JP Braga alerta para o “inverno demográfico que assola Portugal”

Francisco Mota (c) Mariana Gomes / Semanário V
Mariana Gomes
Escrito por Mariana Gomes

A Escola Básica de Pedralva vai encerrar no ano letivo 2019/2020 por falta de alunos. Para a escola não fechar são exigidos 21 alunos inscritos, de acordo com a Direção-Geral dos Estabelecimentos Escolares, mas apenas foram registadas 14 matrículas.

Francisco Mota, da JP Braga considera que o encerramento do estabelecimento de ensino “parte de um conceito profundamente totalitário e intolerante de que é o Estado quem escolhe em que escola devem estudar as crianças portuguesas e não uma escolha das suas famílias”.

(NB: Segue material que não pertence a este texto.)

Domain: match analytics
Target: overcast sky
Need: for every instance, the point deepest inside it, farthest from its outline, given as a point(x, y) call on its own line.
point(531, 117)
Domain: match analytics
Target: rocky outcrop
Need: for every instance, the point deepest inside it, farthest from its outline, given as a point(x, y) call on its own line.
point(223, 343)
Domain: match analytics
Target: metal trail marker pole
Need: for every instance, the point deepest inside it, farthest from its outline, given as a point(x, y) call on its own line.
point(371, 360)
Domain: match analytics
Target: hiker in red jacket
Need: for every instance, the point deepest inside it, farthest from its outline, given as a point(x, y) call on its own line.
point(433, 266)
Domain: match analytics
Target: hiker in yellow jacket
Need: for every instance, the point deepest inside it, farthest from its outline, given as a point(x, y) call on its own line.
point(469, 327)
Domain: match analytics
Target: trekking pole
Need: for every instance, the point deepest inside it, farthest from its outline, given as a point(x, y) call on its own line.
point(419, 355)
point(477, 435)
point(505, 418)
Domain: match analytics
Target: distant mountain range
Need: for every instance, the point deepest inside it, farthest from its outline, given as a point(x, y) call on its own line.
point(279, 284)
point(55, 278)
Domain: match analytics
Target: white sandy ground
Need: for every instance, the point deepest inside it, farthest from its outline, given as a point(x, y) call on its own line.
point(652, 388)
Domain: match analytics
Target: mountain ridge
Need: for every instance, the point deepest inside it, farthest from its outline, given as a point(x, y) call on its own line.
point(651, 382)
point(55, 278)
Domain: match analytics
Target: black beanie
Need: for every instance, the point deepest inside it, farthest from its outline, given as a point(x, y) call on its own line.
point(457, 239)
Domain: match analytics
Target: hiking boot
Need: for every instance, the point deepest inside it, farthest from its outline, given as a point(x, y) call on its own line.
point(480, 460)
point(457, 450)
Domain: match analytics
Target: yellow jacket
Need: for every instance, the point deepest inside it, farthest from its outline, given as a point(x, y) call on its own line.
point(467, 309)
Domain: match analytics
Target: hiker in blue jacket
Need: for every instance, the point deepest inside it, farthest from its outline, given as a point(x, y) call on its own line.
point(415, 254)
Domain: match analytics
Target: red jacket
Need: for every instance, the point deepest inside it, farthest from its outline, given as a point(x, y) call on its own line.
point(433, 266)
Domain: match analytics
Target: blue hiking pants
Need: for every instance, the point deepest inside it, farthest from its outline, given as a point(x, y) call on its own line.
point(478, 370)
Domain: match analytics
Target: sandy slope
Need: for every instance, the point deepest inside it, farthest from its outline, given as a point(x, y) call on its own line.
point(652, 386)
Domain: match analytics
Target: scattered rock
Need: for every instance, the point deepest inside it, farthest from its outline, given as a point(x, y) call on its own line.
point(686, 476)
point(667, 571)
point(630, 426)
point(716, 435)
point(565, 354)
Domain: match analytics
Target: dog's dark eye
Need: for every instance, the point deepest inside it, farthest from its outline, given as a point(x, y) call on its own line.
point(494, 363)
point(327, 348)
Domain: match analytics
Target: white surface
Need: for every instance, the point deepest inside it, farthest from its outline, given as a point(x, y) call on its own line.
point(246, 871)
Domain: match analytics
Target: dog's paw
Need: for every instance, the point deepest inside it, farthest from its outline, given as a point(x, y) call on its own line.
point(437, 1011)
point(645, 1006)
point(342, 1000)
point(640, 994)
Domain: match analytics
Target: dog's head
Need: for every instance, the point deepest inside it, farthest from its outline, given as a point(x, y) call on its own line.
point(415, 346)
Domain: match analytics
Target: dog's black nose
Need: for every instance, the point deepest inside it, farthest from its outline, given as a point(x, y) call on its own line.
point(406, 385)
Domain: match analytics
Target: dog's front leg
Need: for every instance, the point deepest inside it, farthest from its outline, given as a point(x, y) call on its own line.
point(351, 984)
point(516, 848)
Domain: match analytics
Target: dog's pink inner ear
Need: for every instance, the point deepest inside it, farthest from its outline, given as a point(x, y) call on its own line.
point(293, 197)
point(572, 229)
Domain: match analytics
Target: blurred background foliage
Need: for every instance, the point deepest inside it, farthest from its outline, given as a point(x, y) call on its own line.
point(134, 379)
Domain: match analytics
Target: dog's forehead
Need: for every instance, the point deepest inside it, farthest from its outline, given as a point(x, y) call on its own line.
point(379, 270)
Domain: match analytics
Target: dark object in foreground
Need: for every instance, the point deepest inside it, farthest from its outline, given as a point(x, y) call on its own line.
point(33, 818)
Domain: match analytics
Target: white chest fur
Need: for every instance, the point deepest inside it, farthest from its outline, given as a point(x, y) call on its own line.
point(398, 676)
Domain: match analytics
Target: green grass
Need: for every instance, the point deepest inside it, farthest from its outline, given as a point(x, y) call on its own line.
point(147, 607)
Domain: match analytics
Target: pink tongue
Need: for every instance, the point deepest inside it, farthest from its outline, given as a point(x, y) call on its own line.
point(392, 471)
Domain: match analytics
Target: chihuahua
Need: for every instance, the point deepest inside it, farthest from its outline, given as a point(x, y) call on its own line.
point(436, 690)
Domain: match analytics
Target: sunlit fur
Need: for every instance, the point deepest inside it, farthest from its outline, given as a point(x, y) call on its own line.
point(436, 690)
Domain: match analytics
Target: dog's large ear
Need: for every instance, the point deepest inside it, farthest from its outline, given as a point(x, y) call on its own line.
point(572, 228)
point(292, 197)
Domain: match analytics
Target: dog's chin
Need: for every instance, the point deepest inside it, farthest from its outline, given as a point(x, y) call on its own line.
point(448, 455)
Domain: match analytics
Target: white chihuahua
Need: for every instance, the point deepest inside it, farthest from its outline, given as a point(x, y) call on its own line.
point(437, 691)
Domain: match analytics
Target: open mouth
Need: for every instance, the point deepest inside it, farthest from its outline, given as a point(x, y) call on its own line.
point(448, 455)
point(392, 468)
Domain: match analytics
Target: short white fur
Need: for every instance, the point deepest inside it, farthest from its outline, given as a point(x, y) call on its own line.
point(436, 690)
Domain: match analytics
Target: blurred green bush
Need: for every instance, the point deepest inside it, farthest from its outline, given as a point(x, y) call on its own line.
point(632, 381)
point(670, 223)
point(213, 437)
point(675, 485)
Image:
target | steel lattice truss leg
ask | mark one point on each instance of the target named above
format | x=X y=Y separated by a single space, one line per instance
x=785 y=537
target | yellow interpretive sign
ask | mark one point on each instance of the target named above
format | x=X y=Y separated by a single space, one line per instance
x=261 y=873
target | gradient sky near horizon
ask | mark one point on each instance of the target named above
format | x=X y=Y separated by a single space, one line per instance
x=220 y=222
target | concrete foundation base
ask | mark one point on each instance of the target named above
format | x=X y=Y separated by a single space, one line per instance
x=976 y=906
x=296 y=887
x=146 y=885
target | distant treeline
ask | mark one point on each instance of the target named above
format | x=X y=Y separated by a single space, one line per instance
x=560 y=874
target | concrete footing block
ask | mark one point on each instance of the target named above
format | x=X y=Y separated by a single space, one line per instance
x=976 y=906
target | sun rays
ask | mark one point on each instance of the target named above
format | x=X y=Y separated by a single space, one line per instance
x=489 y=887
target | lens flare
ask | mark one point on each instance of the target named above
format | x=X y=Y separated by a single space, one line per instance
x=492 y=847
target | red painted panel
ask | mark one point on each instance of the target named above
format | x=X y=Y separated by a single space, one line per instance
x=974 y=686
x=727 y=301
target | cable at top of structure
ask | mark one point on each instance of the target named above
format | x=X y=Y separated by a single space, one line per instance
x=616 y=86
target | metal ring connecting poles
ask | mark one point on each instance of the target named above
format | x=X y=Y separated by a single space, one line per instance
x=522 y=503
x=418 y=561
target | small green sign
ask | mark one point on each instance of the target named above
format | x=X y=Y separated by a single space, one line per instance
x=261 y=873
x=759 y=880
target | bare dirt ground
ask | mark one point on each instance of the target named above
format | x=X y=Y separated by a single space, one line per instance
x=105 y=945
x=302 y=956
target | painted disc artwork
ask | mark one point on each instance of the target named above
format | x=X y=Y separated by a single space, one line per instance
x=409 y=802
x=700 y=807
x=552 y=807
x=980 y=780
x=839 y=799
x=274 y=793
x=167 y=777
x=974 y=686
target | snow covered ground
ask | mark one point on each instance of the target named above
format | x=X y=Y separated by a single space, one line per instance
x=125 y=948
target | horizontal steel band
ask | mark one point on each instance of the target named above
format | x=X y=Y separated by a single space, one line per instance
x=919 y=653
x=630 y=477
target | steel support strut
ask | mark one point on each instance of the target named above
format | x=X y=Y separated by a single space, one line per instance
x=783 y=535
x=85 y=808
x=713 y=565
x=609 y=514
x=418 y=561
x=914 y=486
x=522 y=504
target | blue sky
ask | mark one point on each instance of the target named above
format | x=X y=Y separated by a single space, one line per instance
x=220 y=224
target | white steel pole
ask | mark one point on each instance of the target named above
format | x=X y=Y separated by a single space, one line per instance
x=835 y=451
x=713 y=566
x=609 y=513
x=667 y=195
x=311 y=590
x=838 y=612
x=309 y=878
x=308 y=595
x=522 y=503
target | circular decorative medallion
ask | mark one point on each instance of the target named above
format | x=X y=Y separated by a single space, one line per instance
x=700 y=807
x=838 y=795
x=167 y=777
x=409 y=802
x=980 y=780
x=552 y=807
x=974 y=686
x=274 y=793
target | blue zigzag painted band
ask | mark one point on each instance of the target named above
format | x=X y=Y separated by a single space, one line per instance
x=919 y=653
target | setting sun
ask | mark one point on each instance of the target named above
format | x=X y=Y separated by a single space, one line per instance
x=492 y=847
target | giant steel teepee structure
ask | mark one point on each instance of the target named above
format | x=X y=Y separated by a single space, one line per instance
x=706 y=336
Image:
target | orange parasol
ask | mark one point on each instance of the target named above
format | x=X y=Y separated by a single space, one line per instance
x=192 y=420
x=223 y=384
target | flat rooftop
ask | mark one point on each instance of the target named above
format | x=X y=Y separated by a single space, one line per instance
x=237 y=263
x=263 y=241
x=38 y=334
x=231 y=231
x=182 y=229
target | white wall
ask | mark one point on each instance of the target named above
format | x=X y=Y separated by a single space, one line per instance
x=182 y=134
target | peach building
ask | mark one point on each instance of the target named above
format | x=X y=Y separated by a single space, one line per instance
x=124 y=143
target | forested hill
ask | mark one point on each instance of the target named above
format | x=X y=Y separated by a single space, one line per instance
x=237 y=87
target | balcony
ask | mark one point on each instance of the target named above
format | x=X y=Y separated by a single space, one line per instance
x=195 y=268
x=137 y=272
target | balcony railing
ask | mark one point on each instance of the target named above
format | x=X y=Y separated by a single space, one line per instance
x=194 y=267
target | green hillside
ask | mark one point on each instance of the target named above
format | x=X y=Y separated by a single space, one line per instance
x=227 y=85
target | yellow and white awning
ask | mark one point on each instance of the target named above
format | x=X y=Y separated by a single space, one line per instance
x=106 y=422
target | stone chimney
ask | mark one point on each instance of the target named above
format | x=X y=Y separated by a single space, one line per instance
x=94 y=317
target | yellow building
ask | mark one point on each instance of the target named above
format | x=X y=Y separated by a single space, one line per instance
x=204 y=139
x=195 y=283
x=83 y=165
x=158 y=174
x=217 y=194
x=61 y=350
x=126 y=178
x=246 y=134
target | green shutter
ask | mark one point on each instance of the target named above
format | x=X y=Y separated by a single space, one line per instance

O líder centrista acrescenta ainda que as famílias de Pedralva deveriam ter “liberdade de escolha” no que refere ao local “onde desejam ver os filhos estudar, em função dos seus critérios e interesses, não em função da imposição do Estado”.

“O triste encerramento de uma escola no concelho não é fruto do acaso ou da inação do município, é fruto de uma realidade ainda mais preocupante, o inverno demográfico que assola Portugal”, declarou Francisco Mota.

O presidente da estrutura bracarense, em comunicado, expressa a vontade de que “as esquerdas se mobilizassem de forma tão ativa, com vista a influenciar políticas estruturadas de apoio à natalidade ao nível nacional, a única fonte viável de resolução de um problema tão alargado e enraizado como o referido”.

“Pensar em como evitar o encerramento de uma escola por falta de matrículas, sem pensar em medidas estruturadas de combate a desertificação e promoção da natalidade de nada serve aos bracarenses”, remata.